Camilla, esposa e mãe, apenas acompanhava aquele diálogo em silêncio, sentada na poltrona, aquela mesma poltrona que cortou a testa de Pedroca no primeiro jogo da Copa. Talvez, sentisse um pouco daqueles sentimentos, em dobro ou não, mas sentia. Em seu âmago, torcia para que Pedroca, quase oito anos, ainda acreditasse mais um ano no velho Noel. No seu coração, queria que o marido ganhasse um relógio do tempo. Na tela do seu celular, pesquisava no Google “relógio do tempo”. Ela sabia que se tivesse esse relógio em mãos, seu marido faria de tudo para consertar os erros do passado.

Meia-noite no relógio e o trabalho natalino se encerrou. Tiramos nossa tradicional foto natalina. Mais uma vez, nosso Pedroca em meio às luzes de Natal nos iluminando como sempre. Após o banho, ele dormiu em paz. A missão de decorar a casa para o Natal estava cumprida. Agora, era só esperar o Natal chegar e, com ansiedade, torcer para que o Noel descesse à chaminé novamente, afinal, Pedroca tinha sido o melhor aluno do segundo ano.

Aos pais, restava acreditar naquele relógio do tempo. Será que ele existiria? Pois o tempo estava passando e o bebê de ontem já se tornava quase um pré-adolescente, cheio de opiniões inocentes, mas sábias.

Ao fundo, os sinos de Belém badalaram.

Os duendes ajeitaram o trenó e prepararam as renas; o Noel beijou a Noel e partiu para mais uma jornada. No seu coração, pensava naquele pedido do relógio do tempo lá no meio da Lapa; imaginava como poderia ensinar que o melhor relógio do tempo seria aproveitar aqueles momentos, de felicidade ou não.

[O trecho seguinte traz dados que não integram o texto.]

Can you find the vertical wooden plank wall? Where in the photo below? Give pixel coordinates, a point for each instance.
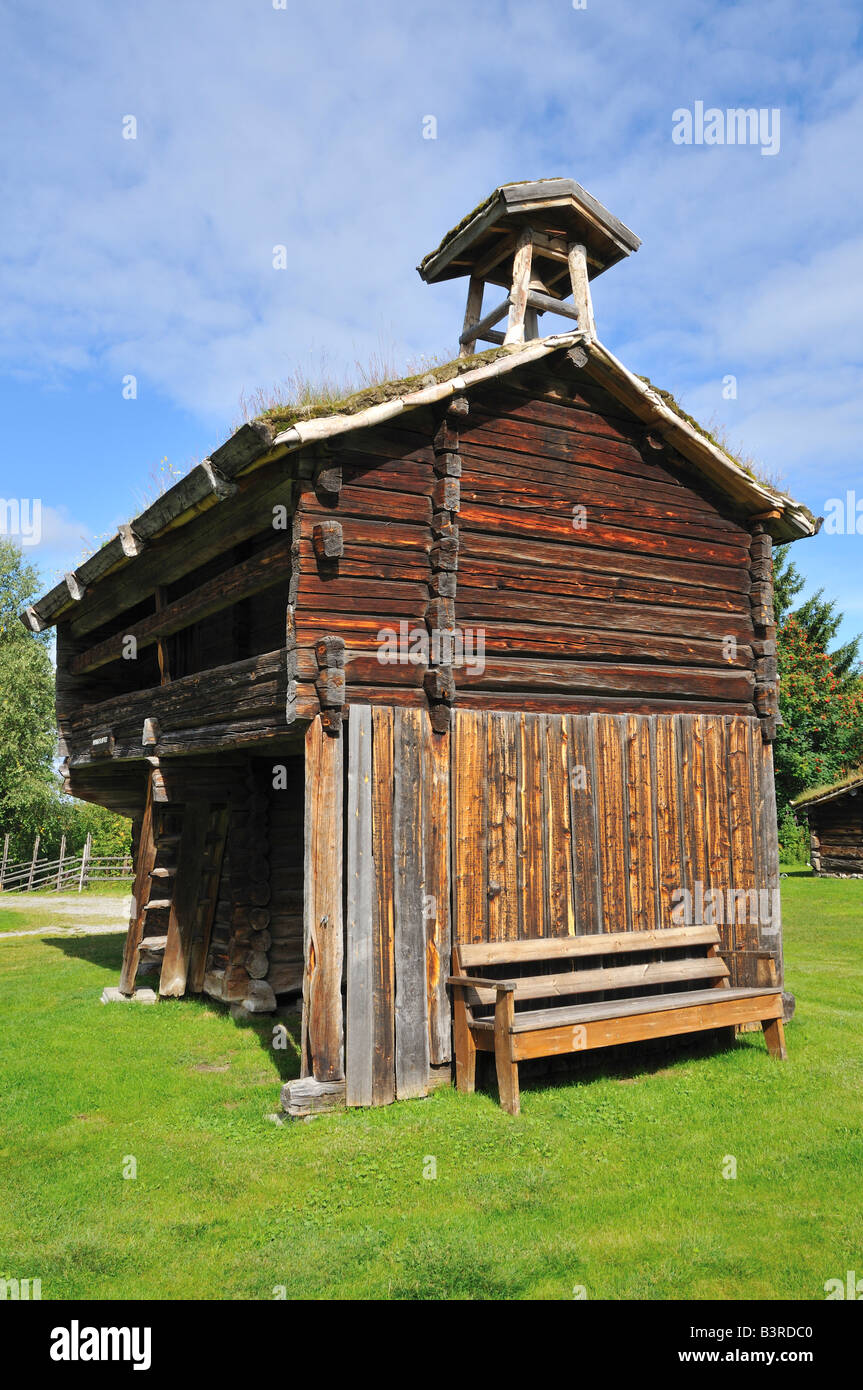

Naquela meia pendurada do 24º andar, Noel deixou um presente. Deixou o seu relógio milenar com os ponteiros parados e olhou para o quadro que estava pendurado na parede da sacada: “Aproveitem todos os momentos, pois eles são eternos”.

Enquanto isso, Mamãe Noel tomava um chá de camomila e, sentada na sua poltrona preferida, lembrou que faltavam cinco minutos para o fim da prorrogação. “Por que vocês foram para o ataque?”, pensou em silêncio, olhando para a camisa autografada do Pelé, presente entregue pessoalmente pelo Rei do Futebol em outra vida.

Lá na Lapa, Noel ainda pensou em usar o seu relógio do tempo, mas não podia. Ouviu um barulho no quarto da criança e partiu. Ainda tinha que deixar os presentes de Natal para as crianças croatas.

Ao fundo, os sinos de Natal badalaram e Pedroca também ganhou o presente que havia pedido na cartinha.

Era o momento de colocar o pequeno Jesus no seu devido lugar. Naquele lugar onde o tempo parou.

Por mais um ano, o conto de Natal renasceu.